Add a tag to the list in the DataFrame based on the threshold given for the values ​in the list in Scala Spark

124 views Asked by At

I have a Dataframe that has a column "grades" containing a list of Grade objects that have 2 fields: name (String) and value (Double). I would like to add the word PASS to the list of tags if there is a Grade on the list with the name: HOME and a minimum value of 20.0. Example below:

INPUT:
+------+-----+----+-------+-------------------------------------------------------------+
| model| cnd | age| tags  |  grades                                                     |
+------+-----+----+-------+-------------------------------------------------------------+
|  foo1|   xx|  10|  []   |   [{name:"ATW", value: 10.0}, {name:"HOME", value: 20.0}]   | 
|  foo2|   xz|  12|  []   |   [{name:"ATW", value: 70.0}]   | 
|  foo3|   xc|  13|  []   |   [{name:"ATW", value: 90.0}, {name:"HOME", value: 10.0}]    | 
+------+-----+----+-------+-------------------------------------------------------------+



 OUTPUT:

+------+-----+----+-------+--------------------------------------------------------------+
| model| cnd | age| tags  |  grades                                                     |
+------+-----+----+-------+--------------------------------------------------------------+
|  foo1|   xx|  10| [PASS]|   [{name:"ATW", value: 10.0}, {name:"HOME", value: 20.0}]    | 
|  foo2|   xz|  12|  []   |   [{name:"ATW", value: 70.0}]                                | 
|  foo3|   xc|  13|  []   |   [{name:"ATW", value: 90.0}, {name:"HOME", value: 10.0}]    | 
+------+-----+----+-------+--------------------------------------------------------------+

I haven't been able to find a reasonable solution.

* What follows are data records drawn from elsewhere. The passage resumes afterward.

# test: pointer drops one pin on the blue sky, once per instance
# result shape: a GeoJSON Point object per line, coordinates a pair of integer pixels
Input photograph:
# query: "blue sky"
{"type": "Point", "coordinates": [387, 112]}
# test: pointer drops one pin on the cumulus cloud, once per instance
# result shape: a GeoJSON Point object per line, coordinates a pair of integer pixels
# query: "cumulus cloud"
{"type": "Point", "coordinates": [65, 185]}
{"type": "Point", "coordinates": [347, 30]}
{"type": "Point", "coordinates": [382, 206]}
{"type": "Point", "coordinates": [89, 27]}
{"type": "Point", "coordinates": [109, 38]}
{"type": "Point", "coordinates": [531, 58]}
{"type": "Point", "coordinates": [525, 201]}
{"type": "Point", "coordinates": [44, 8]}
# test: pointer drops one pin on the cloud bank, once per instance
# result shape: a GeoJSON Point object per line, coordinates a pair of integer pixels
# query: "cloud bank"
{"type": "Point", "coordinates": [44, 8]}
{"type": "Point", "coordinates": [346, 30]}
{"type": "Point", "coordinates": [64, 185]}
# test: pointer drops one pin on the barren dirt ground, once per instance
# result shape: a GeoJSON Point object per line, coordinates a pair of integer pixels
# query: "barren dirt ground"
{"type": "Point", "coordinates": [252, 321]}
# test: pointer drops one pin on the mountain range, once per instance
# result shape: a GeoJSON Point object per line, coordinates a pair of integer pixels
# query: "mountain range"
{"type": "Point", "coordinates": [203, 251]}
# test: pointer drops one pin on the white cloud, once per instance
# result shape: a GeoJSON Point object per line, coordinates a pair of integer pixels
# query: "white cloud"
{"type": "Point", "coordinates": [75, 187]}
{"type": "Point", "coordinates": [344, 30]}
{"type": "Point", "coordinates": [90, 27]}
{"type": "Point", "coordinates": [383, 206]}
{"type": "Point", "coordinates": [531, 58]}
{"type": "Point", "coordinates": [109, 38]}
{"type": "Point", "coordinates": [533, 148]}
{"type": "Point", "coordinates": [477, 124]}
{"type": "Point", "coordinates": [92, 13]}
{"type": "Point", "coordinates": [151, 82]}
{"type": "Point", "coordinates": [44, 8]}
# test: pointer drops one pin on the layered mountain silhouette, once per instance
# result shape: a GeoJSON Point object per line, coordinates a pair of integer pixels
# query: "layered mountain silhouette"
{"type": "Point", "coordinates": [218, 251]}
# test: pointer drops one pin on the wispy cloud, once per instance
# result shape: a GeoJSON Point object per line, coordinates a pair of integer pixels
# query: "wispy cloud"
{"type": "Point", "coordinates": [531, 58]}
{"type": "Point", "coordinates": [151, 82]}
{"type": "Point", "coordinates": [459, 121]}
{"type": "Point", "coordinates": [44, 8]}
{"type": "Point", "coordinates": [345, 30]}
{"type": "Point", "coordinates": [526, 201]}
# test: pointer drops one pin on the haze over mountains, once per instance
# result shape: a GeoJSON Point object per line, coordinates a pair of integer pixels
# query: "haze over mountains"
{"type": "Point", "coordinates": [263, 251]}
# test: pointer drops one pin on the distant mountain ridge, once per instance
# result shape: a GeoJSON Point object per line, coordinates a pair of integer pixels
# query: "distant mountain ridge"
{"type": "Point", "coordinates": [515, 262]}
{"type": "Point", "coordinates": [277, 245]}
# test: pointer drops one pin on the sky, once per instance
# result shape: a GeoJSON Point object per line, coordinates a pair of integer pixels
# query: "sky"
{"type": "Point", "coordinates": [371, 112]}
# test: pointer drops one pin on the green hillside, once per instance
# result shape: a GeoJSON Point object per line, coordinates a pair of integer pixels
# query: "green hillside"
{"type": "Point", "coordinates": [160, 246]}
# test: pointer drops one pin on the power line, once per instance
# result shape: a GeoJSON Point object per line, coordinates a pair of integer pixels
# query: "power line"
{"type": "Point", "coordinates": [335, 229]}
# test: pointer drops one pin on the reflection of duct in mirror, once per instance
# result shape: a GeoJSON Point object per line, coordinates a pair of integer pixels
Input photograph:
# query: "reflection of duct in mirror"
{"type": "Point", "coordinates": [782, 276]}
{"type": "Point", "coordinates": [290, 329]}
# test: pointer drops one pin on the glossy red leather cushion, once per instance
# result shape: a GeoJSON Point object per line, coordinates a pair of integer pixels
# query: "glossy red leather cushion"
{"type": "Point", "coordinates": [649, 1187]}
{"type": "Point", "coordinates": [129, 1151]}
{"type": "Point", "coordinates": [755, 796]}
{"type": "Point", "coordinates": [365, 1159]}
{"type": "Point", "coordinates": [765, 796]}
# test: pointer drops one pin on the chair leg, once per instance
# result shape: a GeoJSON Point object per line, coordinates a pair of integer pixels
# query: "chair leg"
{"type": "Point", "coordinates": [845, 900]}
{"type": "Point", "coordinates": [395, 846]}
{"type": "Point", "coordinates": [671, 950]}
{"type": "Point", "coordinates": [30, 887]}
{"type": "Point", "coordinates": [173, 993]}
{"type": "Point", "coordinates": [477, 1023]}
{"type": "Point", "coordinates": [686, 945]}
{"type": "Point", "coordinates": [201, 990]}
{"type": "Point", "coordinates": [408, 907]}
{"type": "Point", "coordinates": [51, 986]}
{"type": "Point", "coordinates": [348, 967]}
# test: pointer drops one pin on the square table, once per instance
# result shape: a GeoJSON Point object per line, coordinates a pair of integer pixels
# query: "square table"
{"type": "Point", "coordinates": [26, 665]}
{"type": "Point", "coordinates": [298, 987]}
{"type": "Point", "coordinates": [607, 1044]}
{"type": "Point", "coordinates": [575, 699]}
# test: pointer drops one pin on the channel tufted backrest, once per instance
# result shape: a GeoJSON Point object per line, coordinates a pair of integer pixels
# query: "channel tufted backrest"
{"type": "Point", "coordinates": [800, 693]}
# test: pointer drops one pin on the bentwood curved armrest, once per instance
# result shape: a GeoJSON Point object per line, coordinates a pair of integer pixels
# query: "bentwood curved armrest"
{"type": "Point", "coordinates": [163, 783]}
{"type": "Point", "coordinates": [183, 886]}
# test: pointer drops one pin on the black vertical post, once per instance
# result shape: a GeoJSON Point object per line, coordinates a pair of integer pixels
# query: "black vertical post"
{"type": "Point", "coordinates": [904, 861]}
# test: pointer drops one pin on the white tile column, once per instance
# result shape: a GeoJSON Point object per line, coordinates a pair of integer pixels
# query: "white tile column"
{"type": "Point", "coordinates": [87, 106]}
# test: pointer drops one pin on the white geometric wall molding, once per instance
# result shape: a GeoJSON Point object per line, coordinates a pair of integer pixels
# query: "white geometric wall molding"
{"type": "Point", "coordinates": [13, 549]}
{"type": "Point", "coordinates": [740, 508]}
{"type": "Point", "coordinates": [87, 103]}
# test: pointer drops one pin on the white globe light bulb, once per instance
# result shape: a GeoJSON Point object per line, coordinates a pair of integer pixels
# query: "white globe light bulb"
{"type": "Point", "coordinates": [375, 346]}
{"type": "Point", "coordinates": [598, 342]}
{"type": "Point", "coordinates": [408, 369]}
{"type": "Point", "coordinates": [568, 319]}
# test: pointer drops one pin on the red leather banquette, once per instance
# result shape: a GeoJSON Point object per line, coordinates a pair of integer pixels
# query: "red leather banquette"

So far I have got this:

    dataFrame.withColumn("tags",
    when(
      array_contains(
        col("grades.name"),
        lit("HOME")
      ) && col("grades.value") >= lit(20.0),
      array_union(col("tags"), lit(Array("PASS")))
    ).otherwise(col("tags"))

But this code for some reason throws

org.apache.spark.sql.AnalysisException: cannot resolve '(`grades`.`value` >= 20.0D)' due to data type mismatch: differing types in '(`grades`.`value` >= 20.0D)' (array<double> and double).;;

The data is read from bigquery and there is no way that there is an array of double numbers in the value field.

1

There are 1 answers

0
vilalabinot On BEST ANSWER

Assume data is called your dataset (as below for the sake of simplicity):

+----+---------------------------+
|tags|grades                     |
+----+---------------------------+
|[]  |[{ATW, 10.0}, {HOME, 20.0}]|
|[]  |[{ATW, 70.0}]              |
|[]  |[{ATW, 90.0}, {HOME, 10.0}]|
+----+---------------------------+

If by any case your column (grades) is string, then we might want to convert the JSON to a structure as below (you can also skip this part):

data = data.withColumn("grades",
  expr("from_json(grades, 'array<struct<name:string,value:double>>')")
)

Once this is in place, then we can apply the following:

data = data.withColumn("tags",
  when(
    // when this condition is met, meaning that if there is one combo name = HOME and value >= 20
    expr("size(filter(grades, x -> x.name == 'HOME' and x.value >= 20))").geq(1),
    // concatenate whatever there is in TAGS column with array("pass")
    array_union(col("tags"), array(lit("PASS")))
    // otherwise, do not touch TAGS column
  ).otherwise(col("tags")))

Final output looks like:

+------+---------------------------+
|tags  |grades                     |
+------+---------------------------+
|[PASS]|[{ATW, 10.0}, {HOME, 20.0}]|
|[]    |[{ATW, 70.0}]              |
|[]    |[{ATW, 90.0}, {HOME, 10.0}]|
+------+---------------------------+

Good luck!